A mortgage insurance premium can range from anywhere between 0.3 percent to 1.15 percent of the loan amount per year. Mortgage is required by lenders when the down payment you make on your new home is less than 20 percent of the sales price, and acts as a safety net for the lender should you default on payments. Buying a home comes with plenty of expenses, but there are certain ways to receive deductions for home insurance which will help cushion the financial blow.
Mortgage insurance premium deductions are in effect as a part of the Tax Relief and Health Care Act of 2006, and the mortgage insurance premium became tax deductible in 2007. Since the recovery of the housing market was slower than anticipated by lawmakers, polices for mortgage insurance deduction were extended through 2013, and could be further extended by congress (should they decide a prolonging of the tax break is warranted).
There are, however, complications to keep in mind when claiming a tax deduction for your mortgage insurance premium. The first thing to note before looking into whether or not you are eligible for a mortgage insurance deduction is the date on which you took out your mortgage. If that date happens to be prior to the first of January, 2007, you will not be able to receive a tax deduction on your mortgage insurance premium at the end of the fiscal year.

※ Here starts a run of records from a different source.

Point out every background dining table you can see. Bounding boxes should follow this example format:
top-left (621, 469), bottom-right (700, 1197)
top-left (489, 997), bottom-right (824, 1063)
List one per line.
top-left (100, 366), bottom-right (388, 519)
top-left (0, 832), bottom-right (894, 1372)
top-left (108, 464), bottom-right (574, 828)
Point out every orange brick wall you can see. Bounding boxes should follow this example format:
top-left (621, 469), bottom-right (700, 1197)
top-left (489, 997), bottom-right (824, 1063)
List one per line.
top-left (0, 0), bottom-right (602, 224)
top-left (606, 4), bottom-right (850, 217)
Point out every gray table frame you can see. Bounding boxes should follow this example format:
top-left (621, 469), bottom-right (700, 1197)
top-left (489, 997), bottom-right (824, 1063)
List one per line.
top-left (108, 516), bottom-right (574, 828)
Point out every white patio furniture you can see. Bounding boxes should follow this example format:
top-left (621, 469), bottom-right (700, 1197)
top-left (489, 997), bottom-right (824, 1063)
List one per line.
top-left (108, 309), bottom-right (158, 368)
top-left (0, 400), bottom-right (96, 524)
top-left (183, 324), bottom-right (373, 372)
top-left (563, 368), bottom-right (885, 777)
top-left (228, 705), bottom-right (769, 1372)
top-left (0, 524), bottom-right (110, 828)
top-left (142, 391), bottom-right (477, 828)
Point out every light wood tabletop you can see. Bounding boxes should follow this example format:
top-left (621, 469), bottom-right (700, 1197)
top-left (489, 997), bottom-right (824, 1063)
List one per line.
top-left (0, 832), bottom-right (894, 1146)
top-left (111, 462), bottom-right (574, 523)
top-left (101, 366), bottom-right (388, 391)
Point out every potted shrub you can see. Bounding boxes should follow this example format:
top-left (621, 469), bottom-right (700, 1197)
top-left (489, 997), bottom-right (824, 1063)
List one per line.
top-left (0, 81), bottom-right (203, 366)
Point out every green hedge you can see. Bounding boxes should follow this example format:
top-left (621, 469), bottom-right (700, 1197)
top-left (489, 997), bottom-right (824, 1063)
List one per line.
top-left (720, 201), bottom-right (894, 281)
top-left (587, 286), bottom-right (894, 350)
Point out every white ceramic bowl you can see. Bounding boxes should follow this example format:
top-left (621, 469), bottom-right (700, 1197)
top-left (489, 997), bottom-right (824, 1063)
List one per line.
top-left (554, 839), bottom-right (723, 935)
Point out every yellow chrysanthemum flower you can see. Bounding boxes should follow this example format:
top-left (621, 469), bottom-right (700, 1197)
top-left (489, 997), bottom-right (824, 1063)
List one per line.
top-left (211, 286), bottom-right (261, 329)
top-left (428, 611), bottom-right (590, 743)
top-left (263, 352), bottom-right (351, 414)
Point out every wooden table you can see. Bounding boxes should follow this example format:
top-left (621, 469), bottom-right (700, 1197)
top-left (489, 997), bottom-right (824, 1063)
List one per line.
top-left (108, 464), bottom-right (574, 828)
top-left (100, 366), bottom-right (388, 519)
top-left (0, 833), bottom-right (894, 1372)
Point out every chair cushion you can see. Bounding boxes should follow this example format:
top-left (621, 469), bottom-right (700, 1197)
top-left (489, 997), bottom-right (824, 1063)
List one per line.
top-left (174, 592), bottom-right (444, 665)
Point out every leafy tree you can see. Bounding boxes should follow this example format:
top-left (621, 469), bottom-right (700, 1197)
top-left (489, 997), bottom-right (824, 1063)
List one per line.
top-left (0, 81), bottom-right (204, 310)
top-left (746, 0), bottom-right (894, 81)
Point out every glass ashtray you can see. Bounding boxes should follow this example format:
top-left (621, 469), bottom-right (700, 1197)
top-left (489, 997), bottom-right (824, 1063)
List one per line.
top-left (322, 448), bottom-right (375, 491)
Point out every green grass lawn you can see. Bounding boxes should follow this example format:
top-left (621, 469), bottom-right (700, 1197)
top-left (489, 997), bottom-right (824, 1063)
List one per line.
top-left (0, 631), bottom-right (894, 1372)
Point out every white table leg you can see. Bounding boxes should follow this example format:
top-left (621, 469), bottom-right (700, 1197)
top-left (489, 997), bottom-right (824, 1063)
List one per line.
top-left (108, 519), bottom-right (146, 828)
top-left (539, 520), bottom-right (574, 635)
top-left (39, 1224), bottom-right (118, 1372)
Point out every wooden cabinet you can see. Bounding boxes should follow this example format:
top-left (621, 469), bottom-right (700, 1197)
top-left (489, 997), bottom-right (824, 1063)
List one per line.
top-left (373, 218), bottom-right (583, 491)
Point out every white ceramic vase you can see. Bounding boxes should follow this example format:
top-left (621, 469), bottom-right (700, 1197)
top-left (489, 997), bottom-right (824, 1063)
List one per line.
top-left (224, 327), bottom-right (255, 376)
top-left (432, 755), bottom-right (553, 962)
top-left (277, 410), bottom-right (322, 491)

Another restriction of premium deduction pertains to refinancing your home. Be cautious when refinancing. Mortgage insurance premium deductions can only be applied to refinancing costs up to the amount of the original loan amount, not any extra money that a second loan may accrue. The government has committed itself to certain dedications for home insurance payments, but you have to know exactly what they are in order to benefit from them!